Des bassins scolaires sous pression croissante
La ministre d’État a pointé du doigt des tensions croissantes. Plusieurs grands bassins scolaires sont concernés, notamment à Port-Gentil. Le lycée Joseph Ambourouet Avaro illustre parfaitement cette réalité alarmante. À Franceville, le lycée Marcel Amogho connaît une situation similaire. Là, la croissance des effectifs dépasse le simple indicateur statistique. C’est désormais une alerte rouge pour tout le système éducatif. Certes, un meilleur taux de réussite explique en partie cette hausse. Toutefois, les mouvements de populations liés aux affectations professionnelles jouent aussi dans cette question de l’école gabonaise. Chaque année, des centaines de familles se déplacent ainsi. Ces déplacements bouleversent l’équilibre scolaire local de façon durable.
Une anticipation nécessaire mais désormais insuffisante
Cette réunion stratégique du ministère vise à anticiper les difficultés. L’objectif reste de garantir une rentrée 2026-2027 plus sereine. Cependant, l’anticipation seule ne suffira plus face à l’ampleur des défis. Le pays ne peut plus colmater les brèches d’un système fragilisé. Ce système mérite aujourd’hui une refondation profonde et structurée. En effet, l’éducation n’est pas un secteur où l’on improvise. Elle constitue le socle même du développement national.
Des chantiers structurants pour moderniser le système
Le Gabon possède aujourd’hui l’opportunité de transformer ces défis. Il peut ainsi en faire un véritable levier de modernisation. D’abord, investir dans des infrastructures durables devient une priorité absolue. Ensuite, renforcer la planification territoriale doit accompagner cette transformation. Par ailleurs, professionnaliser la gestion des flux scolaires s’impose également. De même, moderniser les équipements et sécuriser les établissements comptent. Enfin, valoriser les enseignants reste un chantier incontournable et urgent. Ces engagements doivent cesser d’être de simples promesses formulées.
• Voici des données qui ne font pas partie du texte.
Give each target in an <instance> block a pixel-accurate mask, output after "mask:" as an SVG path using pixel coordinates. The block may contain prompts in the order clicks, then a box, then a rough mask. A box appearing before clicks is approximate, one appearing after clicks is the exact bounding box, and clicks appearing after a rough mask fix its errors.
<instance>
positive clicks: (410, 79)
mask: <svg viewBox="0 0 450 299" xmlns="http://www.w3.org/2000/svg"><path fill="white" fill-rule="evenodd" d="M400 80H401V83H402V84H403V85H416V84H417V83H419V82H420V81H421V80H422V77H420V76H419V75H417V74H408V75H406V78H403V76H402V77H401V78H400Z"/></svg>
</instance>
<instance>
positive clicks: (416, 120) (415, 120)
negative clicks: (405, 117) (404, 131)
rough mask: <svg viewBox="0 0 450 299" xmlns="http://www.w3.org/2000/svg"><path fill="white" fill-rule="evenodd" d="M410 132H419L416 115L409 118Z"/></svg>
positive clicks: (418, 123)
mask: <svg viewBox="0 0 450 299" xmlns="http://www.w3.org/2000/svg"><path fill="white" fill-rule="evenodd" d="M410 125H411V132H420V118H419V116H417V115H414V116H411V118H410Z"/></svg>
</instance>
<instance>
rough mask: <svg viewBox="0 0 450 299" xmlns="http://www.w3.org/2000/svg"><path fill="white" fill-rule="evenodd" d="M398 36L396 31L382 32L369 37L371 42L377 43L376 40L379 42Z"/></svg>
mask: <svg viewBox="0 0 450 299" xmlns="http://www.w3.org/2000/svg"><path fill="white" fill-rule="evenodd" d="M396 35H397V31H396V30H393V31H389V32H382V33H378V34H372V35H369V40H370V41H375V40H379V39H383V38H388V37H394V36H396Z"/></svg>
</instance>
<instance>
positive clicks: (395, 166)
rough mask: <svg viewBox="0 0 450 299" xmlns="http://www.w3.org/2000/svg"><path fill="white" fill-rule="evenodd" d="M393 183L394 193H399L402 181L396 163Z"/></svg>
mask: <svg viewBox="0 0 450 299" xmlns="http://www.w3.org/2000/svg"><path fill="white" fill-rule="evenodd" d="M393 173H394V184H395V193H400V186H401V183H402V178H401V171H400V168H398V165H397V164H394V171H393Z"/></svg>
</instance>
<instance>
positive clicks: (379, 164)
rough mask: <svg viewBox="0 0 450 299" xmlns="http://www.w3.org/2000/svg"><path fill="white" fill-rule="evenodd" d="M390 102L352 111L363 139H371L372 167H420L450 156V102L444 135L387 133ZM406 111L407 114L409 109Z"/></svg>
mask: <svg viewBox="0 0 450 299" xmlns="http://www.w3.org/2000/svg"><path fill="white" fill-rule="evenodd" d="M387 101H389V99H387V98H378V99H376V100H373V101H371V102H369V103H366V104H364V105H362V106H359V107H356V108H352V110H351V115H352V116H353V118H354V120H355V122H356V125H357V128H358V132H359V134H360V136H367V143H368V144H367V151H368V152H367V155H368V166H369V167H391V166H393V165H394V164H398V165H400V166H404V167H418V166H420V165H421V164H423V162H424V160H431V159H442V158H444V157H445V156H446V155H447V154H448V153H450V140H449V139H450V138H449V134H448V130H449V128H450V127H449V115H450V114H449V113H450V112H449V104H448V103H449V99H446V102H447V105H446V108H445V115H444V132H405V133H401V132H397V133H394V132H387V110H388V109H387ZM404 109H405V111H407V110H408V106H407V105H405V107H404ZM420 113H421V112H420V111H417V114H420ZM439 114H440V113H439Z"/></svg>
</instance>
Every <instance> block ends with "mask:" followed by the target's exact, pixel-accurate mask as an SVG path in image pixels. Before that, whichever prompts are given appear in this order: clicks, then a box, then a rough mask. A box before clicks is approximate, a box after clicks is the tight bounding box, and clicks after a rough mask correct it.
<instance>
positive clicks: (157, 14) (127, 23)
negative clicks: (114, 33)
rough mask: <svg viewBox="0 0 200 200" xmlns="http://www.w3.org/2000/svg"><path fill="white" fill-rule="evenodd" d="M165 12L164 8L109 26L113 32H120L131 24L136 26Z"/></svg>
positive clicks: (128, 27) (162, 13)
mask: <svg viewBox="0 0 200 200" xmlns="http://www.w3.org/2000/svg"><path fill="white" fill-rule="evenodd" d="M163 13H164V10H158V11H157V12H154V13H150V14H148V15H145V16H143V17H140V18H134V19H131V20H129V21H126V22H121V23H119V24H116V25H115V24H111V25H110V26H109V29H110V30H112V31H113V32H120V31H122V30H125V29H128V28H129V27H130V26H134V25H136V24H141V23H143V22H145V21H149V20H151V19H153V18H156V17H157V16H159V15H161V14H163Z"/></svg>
L’école, priorité nationale pour un développement durable
Les autorités sont ainsi clairement interpellées sur ce sujet. Il est temps de replacer l’école gabonaise au centre des priorités. Non comme un slogan, mais comme une politique structurante durable. En effet, une nation qui néglige son éducation se condamne. Elle s’expose alors à un immobilisme préjudiciable pour son avenir. À l’inverse, un Gabon qui investit massivement prépare l’avenir. Il renforce également sa cohésion sociale à long terme. Ce choix ouvre la voie à un développement réellement inclusif. Désormais, l’heure n’est plus aux ajustements temporaires et partiels. Une vision durable doit désormais guider chaque décision publique. L’éducation doit retrouver sa place, sa force, son ambition.